Nasdaq launches automated tool for investigating money laundering

Nasdaq has launched an automated solution for investigating anti-money laundering (AML) for retail and commercial banks and other financial institutions. 

The Automated Investigations Management space is a historically underserviced area of financial crime operations that presents a significant gap in the investigation management process for banks. 

Many techniques are used to launder money, causing banks to cast a wide net to catch perpetrators. The wide scope of surveillance means AML Transaction Monitoring (AMLTM) systems could potentially trigger as many as 200,000 to 300,000 alerts a month in extreme cases. 

In response, many banks have tightened the parameters within their AMLTM systems or added additional scoring mechanisms, thereby reducing alerts. However, when banks tune their models too tightly, they run the risk of missing criminal activity and exposing themselves to regulatory sanction. Even those that have tightened their parameters can experience 20,000 to 25,000 alerts in a month.

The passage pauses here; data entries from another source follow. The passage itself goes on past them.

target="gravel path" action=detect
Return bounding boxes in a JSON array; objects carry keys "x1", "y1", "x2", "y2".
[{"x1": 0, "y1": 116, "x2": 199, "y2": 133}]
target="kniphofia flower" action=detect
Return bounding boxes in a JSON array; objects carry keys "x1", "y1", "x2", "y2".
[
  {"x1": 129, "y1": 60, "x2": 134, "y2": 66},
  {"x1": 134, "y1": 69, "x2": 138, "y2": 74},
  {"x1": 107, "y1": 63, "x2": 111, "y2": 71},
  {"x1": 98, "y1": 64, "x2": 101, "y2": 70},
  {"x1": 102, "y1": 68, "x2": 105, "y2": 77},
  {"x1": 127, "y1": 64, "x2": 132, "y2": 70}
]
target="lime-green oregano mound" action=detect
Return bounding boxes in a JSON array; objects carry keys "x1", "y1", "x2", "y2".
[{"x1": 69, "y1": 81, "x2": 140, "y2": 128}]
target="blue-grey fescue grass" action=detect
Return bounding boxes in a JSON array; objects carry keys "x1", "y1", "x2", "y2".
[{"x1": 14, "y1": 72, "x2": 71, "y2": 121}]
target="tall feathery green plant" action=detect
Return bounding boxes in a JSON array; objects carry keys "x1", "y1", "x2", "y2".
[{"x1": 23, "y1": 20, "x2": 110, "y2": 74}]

The Nasdaq Automated Investigator ingests alert data from any transaction monitoring system, collates all of the necessary data required for analysis, analyses the data. It aims to replicate complex human decision making in seconds to provide a clear, auditable justification for all alerts regardless of volume. 

The service was designed, built and offered in partnership with UK-based Caspian.

“The financial industry is making a structural shift to more intelligent technologies and real-time adaptive analytics based on much larger, more diverse data pools to detect and investigate financial crime,” said Nasdaq’s Valerie Bannert-Thurner. “Through the years of expertise we have gained as an industry leader in trade surveillance, we are both moving beyond our alerting capabilities to investigation, and expanding our solutions to help eradicate illegal money transactions.”

“Our solution improves the manually intensive anti-financial crime process by fully automating all stages of the existing manual alert investigation process to deliver accurate, consistent decision-making,” added Darren Innes, Head of AML Technology.